BLBG: Yen, Dollar Head for Record Monthly Gains on Slumping Economy
By Ye Xie and Lukanyo Mnyanda
Oct. 31 (Bloomberg) -- The yen and the dollar rose against the euro and headed for record monthly gains as signs of a global recession led investors to take refuge.
Japan's currency also advanced after the Bank of Japan lowered the target lending rate by 0.2 percentage point to 0.3 percent. The euro fell as inflation in the 15 nations that share the currency slowed to the lowest since January, making it easier for the European Central Bank to lower borrowing costs.
``There's decent dollar repatriation, and you cannot fight the flows,'' said Steven Butler, director of foreign-exchange trading in Toronto at Scotia Capital Inc., a unit of Canada's third-biggest bank. ``I cannot remember any time that we had so much volatility and illiquidity.''
The yen climbed 2.2 percent to 124.49 per euro at 8:34 a.m. in New York, from 127.31 yesterday. The yen increased 0.9 percent to 97.74 against the dollar from 98.61. The dollar rose 1.4 percent to $1.2743 versus the euro from $1.2915.
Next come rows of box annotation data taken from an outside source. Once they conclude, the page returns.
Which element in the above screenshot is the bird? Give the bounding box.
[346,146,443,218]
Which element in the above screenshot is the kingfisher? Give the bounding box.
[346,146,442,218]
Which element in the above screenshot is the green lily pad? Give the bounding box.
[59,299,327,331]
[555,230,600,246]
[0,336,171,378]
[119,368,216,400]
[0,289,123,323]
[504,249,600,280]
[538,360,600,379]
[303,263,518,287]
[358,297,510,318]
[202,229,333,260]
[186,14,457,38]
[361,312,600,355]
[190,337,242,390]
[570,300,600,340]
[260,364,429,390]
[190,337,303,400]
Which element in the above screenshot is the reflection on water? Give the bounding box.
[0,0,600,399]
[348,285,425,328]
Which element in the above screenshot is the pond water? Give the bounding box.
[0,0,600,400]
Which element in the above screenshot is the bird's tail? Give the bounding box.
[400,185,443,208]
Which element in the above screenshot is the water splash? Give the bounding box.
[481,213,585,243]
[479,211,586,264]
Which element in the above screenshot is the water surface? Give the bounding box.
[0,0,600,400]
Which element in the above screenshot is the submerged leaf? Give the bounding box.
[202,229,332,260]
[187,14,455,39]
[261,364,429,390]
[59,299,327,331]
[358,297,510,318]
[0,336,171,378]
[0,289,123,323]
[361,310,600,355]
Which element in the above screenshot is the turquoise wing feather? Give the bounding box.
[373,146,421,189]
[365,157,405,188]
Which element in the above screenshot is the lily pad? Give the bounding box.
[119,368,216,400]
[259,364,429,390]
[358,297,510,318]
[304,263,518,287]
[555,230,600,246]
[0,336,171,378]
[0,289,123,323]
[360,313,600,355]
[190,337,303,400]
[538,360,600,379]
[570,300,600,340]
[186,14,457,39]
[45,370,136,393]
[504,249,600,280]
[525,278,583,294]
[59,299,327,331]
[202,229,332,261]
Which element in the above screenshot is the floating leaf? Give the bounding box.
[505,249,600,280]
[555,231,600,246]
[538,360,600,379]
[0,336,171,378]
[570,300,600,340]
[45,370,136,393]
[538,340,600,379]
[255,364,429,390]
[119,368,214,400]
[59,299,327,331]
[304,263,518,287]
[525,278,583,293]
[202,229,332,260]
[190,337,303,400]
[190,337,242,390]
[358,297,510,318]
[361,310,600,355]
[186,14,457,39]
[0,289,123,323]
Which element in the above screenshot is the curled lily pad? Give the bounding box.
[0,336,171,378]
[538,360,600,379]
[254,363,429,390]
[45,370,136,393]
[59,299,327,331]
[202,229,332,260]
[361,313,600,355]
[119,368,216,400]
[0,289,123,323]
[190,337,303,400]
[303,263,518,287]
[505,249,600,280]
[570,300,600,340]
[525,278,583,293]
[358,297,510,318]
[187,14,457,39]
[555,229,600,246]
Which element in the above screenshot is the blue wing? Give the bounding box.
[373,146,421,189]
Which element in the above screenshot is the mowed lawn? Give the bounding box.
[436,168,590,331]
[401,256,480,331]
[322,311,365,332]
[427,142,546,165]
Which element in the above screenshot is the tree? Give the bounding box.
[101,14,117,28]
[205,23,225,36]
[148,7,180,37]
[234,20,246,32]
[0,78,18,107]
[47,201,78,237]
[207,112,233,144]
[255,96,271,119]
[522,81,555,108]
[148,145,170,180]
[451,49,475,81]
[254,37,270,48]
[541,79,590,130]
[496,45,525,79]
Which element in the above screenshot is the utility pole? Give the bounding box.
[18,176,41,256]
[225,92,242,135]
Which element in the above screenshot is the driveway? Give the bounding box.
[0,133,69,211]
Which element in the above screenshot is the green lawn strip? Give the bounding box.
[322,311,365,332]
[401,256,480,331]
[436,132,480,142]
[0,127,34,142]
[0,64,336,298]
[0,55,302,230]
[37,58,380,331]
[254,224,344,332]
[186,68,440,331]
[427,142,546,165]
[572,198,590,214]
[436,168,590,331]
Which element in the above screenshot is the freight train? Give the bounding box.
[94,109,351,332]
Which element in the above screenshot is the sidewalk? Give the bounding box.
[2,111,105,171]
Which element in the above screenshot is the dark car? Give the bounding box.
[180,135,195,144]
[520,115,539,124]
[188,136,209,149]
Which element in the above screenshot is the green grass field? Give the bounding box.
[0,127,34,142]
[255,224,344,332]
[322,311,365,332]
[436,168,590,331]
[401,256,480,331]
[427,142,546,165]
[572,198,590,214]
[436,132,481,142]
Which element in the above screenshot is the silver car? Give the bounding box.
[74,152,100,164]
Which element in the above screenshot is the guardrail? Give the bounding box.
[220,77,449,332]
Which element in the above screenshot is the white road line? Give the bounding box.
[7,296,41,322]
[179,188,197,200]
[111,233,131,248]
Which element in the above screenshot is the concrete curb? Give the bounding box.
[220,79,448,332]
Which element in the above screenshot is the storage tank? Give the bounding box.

Japan's currency has risen 17 percent against the euro in October, the biggest monthly gain since the European currency's introduction in 1999. The dollar has increased a record 10.6 percent versus the euro. The greenback is down 7.8 percent against the yen, the biggest decline since 1998, when hedge fund Long-Term Capital Management LP collapsed.
Against the Australian dollar, the yen advanced 4.8 percent to 64.24, heading for a 31 percent gain this month. It also rose 3.1 percent to 56.63 versus the New Zealand dollar, and is up 25.6 percent in October.
Carry Trades
The Japanese currency is popular in carry trades, in which purchases of higher-yielding assets are funded in nations with lower rates. The BOJ lowered its benchmark rate from 0.5 percent today. Key borrowing costs are 6 percent in Australia and 6.5 percent in New Zealand.
BOJ Governor Masaaki Shirakawa told a press briefing that the Japanese economy had clearly worsened this month and that three dissenters had wanted a quarter-point cut. One favored no reduction and four voted for the move.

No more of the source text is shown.